GitHub as project memory

Use GitHub as a record of what changed, when it changed, and why. For this project, the main practices are:

• One repository per project.
• A README that explains how to run the notebook.
• Commits at meaningful milestones, not after every cell edit.
• No private data, credentials, or API keys.
• No large files committed directly.
• Use GitHub to host the notebook so it can be opened in Colab from a stable URL.

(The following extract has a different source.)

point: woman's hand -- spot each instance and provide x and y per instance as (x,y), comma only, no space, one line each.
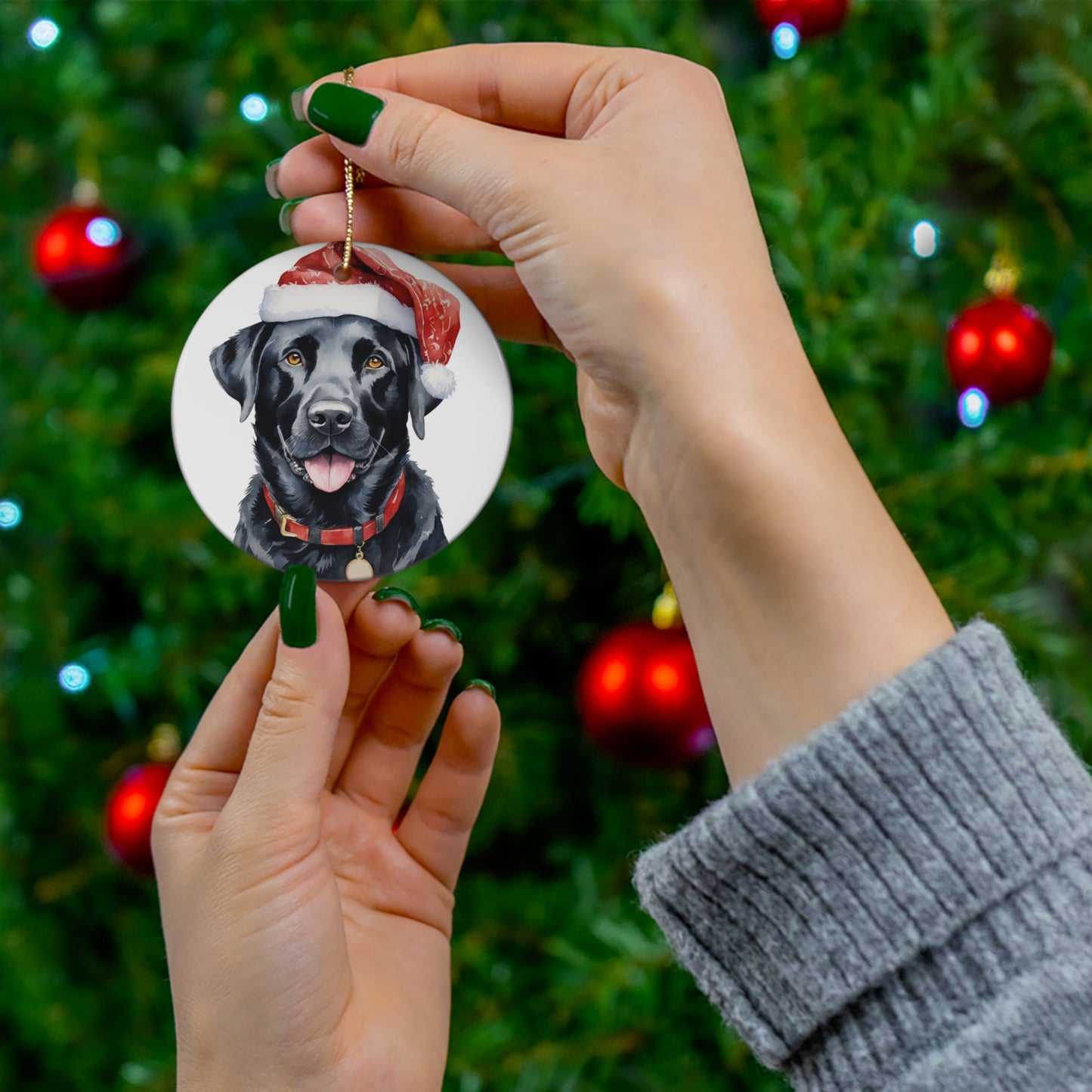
(610,177)
(308,942)
(613,181)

A Colab notebook can be loaded from a GitHub URL via File → Open notebook → GitHub. This makes GitHub a natural place to version and share notebooks without requiring anyone to clone a repository.

---

What comes next

The following tools are worth knowing but are not part of this course. They become relevant when working on larger projects with multiple collaborators, automated testing, or complex software dependencies.

Stage	Focus
Now	Notebook fetches data, records provenance, saves outputs, freezes the environment with pip freeze into requirements.txt, runs top-to-bottom after a fresh restart.
Intermediate	Functions extracted to .py modules, pytest for unit tests, venv for isolated local environments, uv for faster package management outside Colab.
Advanced	nox or tox for automated testing across environments, GitHub Actions for CI, package-style project structure, Docker for full environment capture.

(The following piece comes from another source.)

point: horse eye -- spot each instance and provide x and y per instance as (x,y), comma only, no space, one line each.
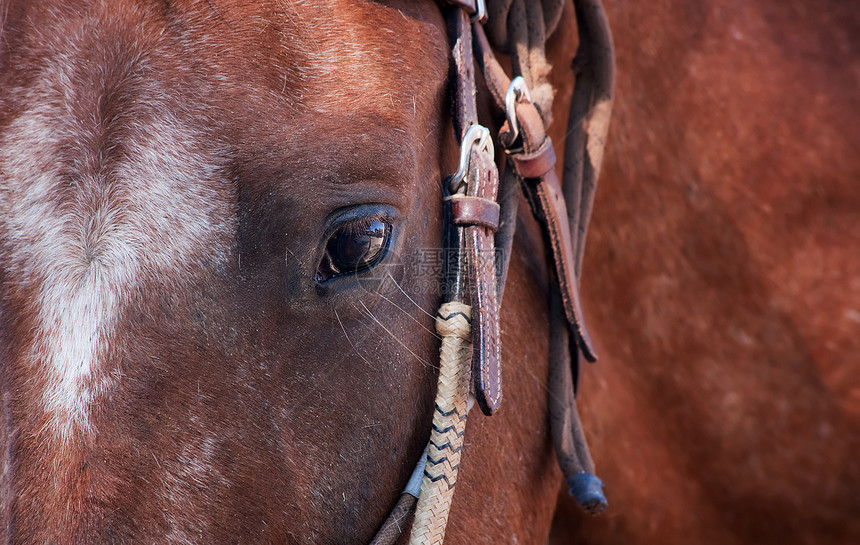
(353,248)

Introducing Docker or GitHub Actions before you understand why environments differ turns reproducibility into ceremony. The right sequence is: first understand that the environment matters, then learn tools that capture it precisely.

---

Checklist

Before submitting, verify every item.

• My notebook contains no path starting with /Users/, C:\, or /content/drive/MyDrive/.
• My notebook creates data/, outputs/, and metadata/ in the setup cell.
• My notebook downloads data from a public URL, shared-file URL, raw GitHub URL, or API, not from a local file.
• The download uses requests.get with stream=True and raise_for_status().
• My notebook writes a data_provenance.json recording the source URL and retrieval method.
• My repository includes a requirements.txt generated by pip freeze, and my notebook writes an environment.json recording the Python version and platform.
• My notebook saves at least one output file to outputs/.
• Verification checks use raise ValueError, not assert.
• My notebook has markdown cells explaining the workflow, data source, and findings.
• My notebook passes Runtime → Restart session and run all with no errors.
• My GitHub repository has a README that explains how to open and run the notebook.

---

README template

Every repository should include a README that tells a new reader how to run the notebook and where the data came from.

README.md template:

# Project title
short description of the goals of the project and what it delivers.

## How to run

1. Open `analysis.ipynb` in Google Colab.
2. Select Runtime → Restart session and run all.
3. The notebook creates local `data/`, `outputs/`, and `metadata/` folders.
4. The notebook downloads the required data automatically.

## Data

- **Dataset name:** [name]
- **Source:** [public source name]
- **Download URL:** [stable URL]
- **Date accessed:** [YYYY-MM-DD]
- **License:** [license or terms of use, if known]
- **File size:** [size]
- **Notes:** [any important limitations or version notes]

The data are not stored in this repository. The notebook downloads
them from the source above at runtime.

## Reproducibility

The notebook should run successfully after a clean restart:

    Runtime → Restart session and run all

If it fails, check that the data URL is still live and that the
checksum in the download cell matches the file at that URL.